Il n’y aura, à mon avis, jamais de paix durable ou complète, jamais de justice profonde, jamais de monde idéal, jamais d’équilibre tel que nous le rêvons. Mais il n’y aura jamais non plus un chaos installé sans résistance, une résistance douce mais persistante.

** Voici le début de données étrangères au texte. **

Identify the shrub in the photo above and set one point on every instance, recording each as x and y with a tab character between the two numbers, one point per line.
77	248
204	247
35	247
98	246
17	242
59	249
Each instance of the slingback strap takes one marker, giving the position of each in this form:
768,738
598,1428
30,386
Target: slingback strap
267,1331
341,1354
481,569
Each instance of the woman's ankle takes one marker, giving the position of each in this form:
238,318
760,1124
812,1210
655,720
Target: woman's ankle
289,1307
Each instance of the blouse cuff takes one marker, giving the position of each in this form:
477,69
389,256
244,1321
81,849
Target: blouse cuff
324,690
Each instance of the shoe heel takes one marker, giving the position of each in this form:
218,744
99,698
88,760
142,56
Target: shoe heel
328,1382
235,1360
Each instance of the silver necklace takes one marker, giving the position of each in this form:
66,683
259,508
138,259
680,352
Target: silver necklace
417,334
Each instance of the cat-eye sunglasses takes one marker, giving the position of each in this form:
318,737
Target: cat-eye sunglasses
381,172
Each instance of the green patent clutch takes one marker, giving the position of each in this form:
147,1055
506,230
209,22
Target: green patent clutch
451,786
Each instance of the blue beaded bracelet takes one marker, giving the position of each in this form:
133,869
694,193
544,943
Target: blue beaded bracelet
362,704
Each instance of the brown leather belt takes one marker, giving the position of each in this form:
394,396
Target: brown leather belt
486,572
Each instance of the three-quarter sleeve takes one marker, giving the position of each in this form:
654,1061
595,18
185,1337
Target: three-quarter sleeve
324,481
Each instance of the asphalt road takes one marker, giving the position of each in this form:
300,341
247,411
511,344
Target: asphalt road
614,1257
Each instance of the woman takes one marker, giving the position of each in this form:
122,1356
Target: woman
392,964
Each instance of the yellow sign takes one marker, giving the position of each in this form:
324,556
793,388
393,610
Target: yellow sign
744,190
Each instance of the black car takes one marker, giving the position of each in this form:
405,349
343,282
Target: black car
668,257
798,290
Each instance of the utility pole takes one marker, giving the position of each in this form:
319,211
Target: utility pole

Et quand on me dit que les couvents ne servent à rien, je réplique détrompez-vous, peu importe leur foi et la langue de leurs cantiques, et peu importe aussi combien y sont pour le service de leur foi ou simplement pour une vie à l’abri, ceux et celles qui prient retiennent eux aussi les ténèbres, avec la force de l’amour.

saint-michel-archangeLa méchanceté, le mal humain, c’est une maladie. On l’a dès la naissance ou on peut aussi y basculer avec l’âge. Bien qu’alors ce ne soit qu’une expression d’agressivité de surface, déconcertante mais pas réellement dangereuse. Il est plus facile d’être « mauvais ». C’est le chouchou qui veut le rester ; c’est celle qui hait autrui pour être plus gai, talentueux, beau, vivant ; c’est celui qui attend des autres, avec des exigences impérieuses et un manque de satisfaction cent fois affirmé, qu’ils lui rendent la vie agréable et simple et lisse et indolore… Celle qui se grise du pouvoir de la manipulation-séduction. Ils nuiront toute leur vie, à grande ou petite échelle. Et en face d’eux certains se briseront, et d’autres auront l’armure de l’innocence.